DJ Sixsmith - Brooklyn Cyclones Beat Reporter
54 years ago the musical group The Excellents created a song that has forever been synonymous with Brooklyn. Entitled Coney Island Baby, the doo-wop classic has made its way back to MCU Park this summer thanks to shortstop Phil Evans. After hearing the song one night, the 19-year old shortstop chose the tune as his walk up song.
But before getting to Brooklyn’s major league hopefuls, it is critical to first document the musical taste of skipper Rich Donnelly. While the manager never had the pleasure of choosing a walk up song during his playing days, Donnelly said if given the chance he would have picked something from The Temptations. Let’s just say that Donnelly was Phil Evans’ biggest fan when he decided to turn back the clock with his walk up song. The manager is not shy about his passion for doo wop.

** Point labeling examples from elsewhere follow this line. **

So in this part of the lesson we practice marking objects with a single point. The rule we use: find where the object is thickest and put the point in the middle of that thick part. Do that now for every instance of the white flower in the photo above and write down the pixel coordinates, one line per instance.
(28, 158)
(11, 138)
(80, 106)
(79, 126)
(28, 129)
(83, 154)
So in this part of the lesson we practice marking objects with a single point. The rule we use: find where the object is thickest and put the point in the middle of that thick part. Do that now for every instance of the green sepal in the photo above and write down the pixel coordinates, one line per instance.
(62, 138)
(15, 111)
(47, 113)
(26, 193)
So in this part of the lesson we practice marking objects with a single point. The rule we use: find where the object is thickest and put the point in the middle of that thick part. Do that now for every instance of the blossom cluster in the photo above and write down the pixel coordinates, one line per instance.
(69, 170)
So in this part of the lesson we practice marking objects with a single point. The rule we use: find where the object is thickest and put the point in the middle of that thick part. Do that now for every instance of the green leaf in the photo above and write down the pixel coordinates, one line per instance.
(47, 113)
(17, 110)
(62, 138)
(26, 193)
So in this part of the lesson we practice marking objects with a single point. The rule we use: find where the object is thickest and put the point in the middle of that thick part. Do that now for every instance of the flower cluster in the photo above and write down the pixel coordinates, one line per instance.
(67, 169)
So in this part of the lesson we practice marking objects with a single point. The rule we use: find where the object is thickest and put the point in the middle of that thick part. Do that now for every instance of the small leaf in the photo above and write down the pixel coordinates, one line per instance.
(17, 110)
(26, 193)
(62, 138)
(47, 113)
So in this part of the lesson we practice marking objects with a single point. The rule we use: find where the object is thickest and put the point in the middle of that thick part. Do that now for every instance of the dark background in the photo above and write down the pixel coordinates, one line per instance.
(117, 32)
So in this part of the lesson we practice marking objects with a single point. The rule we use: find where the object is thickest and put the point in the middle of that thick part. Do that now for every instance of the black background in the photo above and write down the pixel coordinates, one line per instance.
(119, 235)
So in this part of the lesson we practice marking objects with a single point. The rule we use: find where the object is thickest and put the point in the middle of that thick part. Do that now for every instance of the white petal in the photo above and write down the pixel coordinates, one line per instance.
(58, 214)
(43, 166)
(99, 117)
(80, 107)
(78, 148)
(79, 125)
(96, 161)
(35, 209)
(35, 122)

Coney Island Baby is a far cry from the shortstop’s first walk up song Call Me Maybe. The hit by Canadian pop star Carly Rae Jepson has taken the country by storm over the past few months. In fact, Jepson’s jam has become a mainstay in the Brooklyn clubhouse as the team plays the song following each victory. Call Me Maybe is especially fitting for the Cyclones theme song considering the fact that Brooklyn infielder Jeff Reynolds was in the YouTube parity of the song that the Harvard baseball team put together.
After talking to the squad this week, it is clear that the choice of a walk up song is no easy task. Cyclones centerfielder Brandon Nimmo wanted to make sure that he picked a song that was truly representative of him which is why he went with Jason Aldean’s hit It’s My Kind of Party. While Nimmo admits the song is certainly stereotypical of his Wyoming country boy routs, the 2011 Mets first rounder feels as though Aldean’s song is a calming mechanism for him before stepping into the box. These minor leaguers may have some questionable musical likings, but the fact of the matter is that the walk up songs are working as the Cyclones are eight games over .500 and in first place in their division.

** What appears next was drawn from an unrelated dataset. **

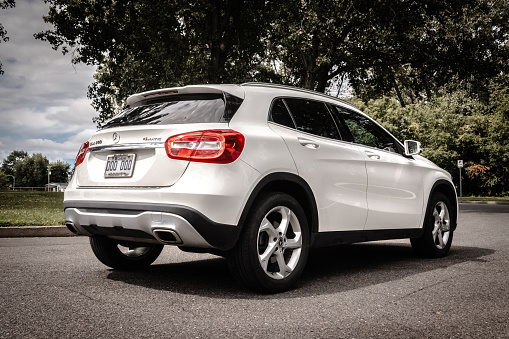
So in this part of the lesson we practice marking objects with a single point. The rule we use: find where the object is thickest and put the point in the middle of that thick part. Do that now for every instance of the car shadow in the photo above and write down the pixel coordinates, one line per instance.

JT Mercurio - Staten Island Yankees Beat Reporter
The Staten Island Yankees clubhouse was quite the source of entertainment for this week’s installment of Life In The Minors. I’m not quite sure what it is, but something about music most certainly brings about change. Whether it’s a change in atmosphere or a change in mental state (yes, mental state), music is a key ingredient in the lives of the Baby Bombers.

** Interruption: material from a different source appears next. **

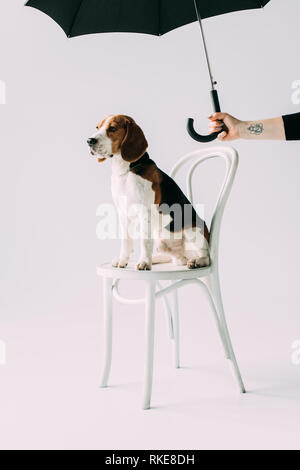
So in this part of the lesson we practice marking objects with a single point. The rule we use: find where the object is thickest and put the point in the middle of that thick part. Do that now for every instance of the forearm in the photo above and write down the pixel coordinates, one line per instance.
(268, 129)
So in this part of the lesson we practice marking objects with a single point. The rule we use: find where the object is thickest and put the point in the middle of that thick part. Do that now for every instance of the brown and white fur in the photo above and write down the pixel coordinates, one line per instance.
(138, 185)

While the Yanks might not have specific walk up songs before stepping into the batters box for each AB or before marching onto the pitchers mound for each inning, the players turn to music to help prepare themselves for the battle on the ball field that lies ahead. Some listen to certain songs to help clear their minds, some listen to certain music to simply “get pumped up”, and others listen to certain music because it pertains to a significant aspect of their life.
Music is something that truly unites the Baby Bombers. A common song that is listened to throughout the clubhouse is Carly Rae Jepsen’s Call Me Maybe. For some, “Call Me Maybe” is an overall favorite while, for others, it is more of a guilty pleasure. One thing is for certain, it’s catchy lyrics and tune definitely brings the club together.
When combined with sports (especially a passionate sport like baseball), music can be extremely powerful. The members of the Staten Island Yankees ball club can surely attest to that.